Su mente se envolvió en tinieblas. En sus sueños veía, como a través de un vidrio empañado, a un muchachito muy joven encerrado en una habitación y que rompía todo lo que estaba a su alcance con furia incontenible. Escuchaba voces que gritaban: “está loco, está loco”. Una mujer que tenía aspecto de enferma estaba  sentada en una mecedora al lado de una amplia ventana, recibiendo el escaso calor de un débil sol de otoño. Después volvió a ver al muchachito que ya no se encontraba encerrado. Vagaba  por un amplio jardín junto a otros seres que parecían autómatas deambulando sin sentido, como si estuvieran extraviados.
      Se despertó tosiendo, transpirado. Sentía mucho frio, pero su frente ardía. Supo que tenía fiebre. Quiso levantarse y no pudo. Tenía una sed intensa, por suerte en la bolsa con sus harapos, además de la ginebra, tenía una botella con agua. A pesar del temblor que lo agitaba y la tos cada vez más intensa, volvió a caer en un pesado sueño. Nuevamente percibió a  los hombres en el jardín caminando sin rumbo.
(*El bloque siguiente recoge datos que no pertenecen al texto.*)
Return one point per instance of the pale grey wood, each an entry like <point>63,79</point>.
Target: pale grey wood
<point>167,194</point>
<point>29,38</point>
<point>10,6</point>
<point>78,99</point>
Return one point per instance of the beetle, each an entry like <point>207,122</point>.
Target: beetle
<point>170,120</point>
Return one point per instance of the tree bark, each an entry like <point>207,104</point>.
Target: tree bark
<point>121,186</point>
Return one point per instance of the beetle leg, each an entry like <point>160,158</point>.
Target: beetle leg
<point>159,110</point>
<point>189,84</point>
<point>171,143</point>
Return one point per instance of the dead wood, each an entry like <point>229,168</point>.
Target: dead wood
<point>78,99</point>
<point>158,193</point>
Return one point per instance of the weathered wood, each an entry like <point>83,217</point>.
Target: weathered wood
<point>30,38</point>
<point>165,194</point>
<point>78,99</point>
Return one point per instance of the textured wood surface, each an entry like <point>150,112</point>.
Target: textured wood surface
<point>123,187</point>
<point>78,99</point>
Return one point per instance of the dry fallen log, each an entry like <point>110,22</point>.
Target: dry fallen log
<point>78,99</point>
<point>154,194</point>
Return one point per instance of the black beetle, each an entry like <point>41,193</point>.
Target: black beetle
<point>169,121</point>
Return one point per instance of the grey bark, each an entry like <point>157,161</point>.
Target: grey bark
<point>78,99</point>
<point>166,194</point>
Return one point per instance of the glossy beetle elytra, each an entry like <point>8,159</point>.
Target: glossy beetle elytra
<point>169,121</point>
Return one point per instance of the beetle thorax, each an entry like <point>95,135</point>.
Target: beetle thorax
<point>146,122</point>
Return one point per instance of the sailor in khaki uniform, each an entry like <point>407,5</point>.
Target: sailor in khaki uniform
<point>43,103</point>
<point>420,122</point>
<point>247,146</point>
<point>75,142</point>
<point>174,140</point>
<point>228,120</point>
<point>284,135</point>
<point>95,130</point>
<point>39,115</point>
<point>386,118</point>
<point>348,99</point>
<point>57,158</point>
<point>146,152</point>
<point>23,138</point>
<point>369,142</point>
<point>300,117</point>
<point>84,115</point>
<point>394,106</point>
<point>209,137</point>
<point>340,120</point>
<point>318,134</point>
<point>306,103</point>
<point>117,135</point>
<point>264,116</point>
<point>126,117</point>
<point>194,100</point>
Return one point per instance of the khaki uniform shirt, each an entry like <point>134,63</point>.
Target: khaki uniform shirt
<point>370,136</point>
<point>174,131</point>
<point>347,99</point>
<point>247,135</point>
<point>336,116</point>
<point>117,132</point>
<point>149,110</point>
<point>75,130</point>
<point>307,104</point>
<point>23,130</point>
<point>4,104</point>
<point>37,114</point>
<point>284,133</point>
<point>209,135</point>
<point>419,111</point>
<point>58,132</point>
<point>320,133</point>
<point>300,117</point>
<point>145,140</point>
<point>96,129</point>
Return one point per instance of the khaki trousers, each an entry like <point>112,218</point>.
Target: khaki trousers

Nuevamente la mujer de la mecedora, ahora tendiendo la mano. Su rostro lo sobresalto: era la señora del cuadro que trataba de retenerlo. Escuchó como en un murmullo “Manuel, Manuel, no te vayas .No dejes que te lleven. Esta es tu casa has regresado, hijo.
      Dos días después, Manucho, había fallecido. Encontraron su cuerpo, por la denuncia de un vecino que había escuchado ruidos y voces, rodeado de su peculiar cortejo fúnebre de insectos y ratas Estaba tendido: con los ojos muy abiertos en un gesto de asombro, un brazo estirado con la mano fuertemente cerrada, crispada, como asida a algo que no quería perder, y un esbozo de sonrisa en sus labios exangües.